Among the key features of this textbook are:
- Beautifully detailed, highly illustrated brain slices and dissection by Kaan Yagmurlu, who trained under the internationally renowned neuro-anatomist and neurosurgeon Albert Rhoton, Jr.
- Color illustrations clearly labeled with callouts and other indicators of facts and interest that delineate multiple safe entry zones to the brainstem
- More than 50 detailed patient cases that highlight each patient’s history of previous neurological disorders, presenting symptoms, preoperative imaging, diagnosis, the planned surgical approach, patient positioning, intra-operative and postoperative imaging, and outcome.
- Seven animations and more than 50 surgical videos elucidate approach selection, anatomy, and surgical outcomes of thalamic region and brainstem lesions
This is a pioneering, comprehensive, highly valuable work on brainstem surgery. The numerous full-color images presented throughout this book add immense value to it. This is a must-have resource for serious and dedicated aspiring and established neurosurgeons.

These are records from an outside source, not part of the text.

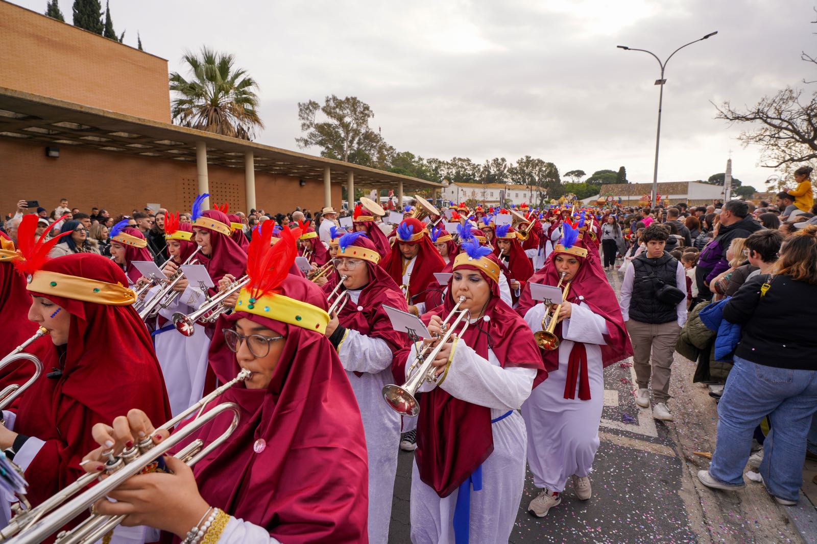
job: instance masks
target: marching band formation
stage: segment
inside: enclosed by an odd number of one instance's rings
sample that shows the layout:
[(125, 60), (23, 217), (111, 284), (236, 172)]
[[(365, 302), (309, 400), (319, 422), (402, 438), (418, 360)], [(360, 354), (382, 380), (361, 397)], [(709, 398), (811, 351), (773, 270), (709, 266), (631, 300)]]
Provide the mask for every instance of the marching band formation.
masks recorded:
[(605, 214), (364, 198), (248, 243), (208, 197), (161, 267), (127, 220), (109, 259), (0, 234), (0, 541), (386, 542), (408, 431), (414, 542), (507, 542), (526, 467), (534, 515), (591, 498)]

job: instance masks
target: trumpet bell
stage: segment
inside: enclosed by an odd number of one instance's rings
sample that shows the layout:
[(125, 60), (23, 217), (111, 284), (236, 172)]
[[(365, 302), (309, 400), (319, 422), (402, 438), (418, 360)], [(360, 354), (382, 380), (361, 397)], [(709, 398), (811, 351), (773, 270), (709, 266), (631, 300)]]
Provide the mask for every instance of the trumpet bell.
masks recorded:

Robert F. Spetzler, MD is Director of Barrow Neurological Institute; J.N. Harber Chair and Professor of Neurological Surgery in the Department of Neurosurgery at Barrow Neurological Institute at St. Joseph’s Hospital and Medical Center; and Professor and Executive Chair of Neurosurgery at University of Arizona College of Medicine-Phoenix in Phoenix, Arizona.
Yashar S. Kalani, MD, PhD is Assistant Professor in the Department of Neurosurgery at Barrow Neurological Institute at St. Joseph’s Hospital and Medical Center in Phoenix, Arizona.
Peter Nakaji, MD, FCS, FAANS is Director of the Neurosurgery Residency Program, and Director of Minimally Invasive Neurosurgery in the Department of Neurosurgery at Barrow Neurological Institute at St. Joseph’s Hospital and Medical Center in Phoenix, Arizona.
Kaan Yagmurlu, MD is Research Fellow in the Department of Neurosurgery at Barrow Neurological Institute at St. Joseph’s Hospital and Medical Center in Phoenix, Arizona.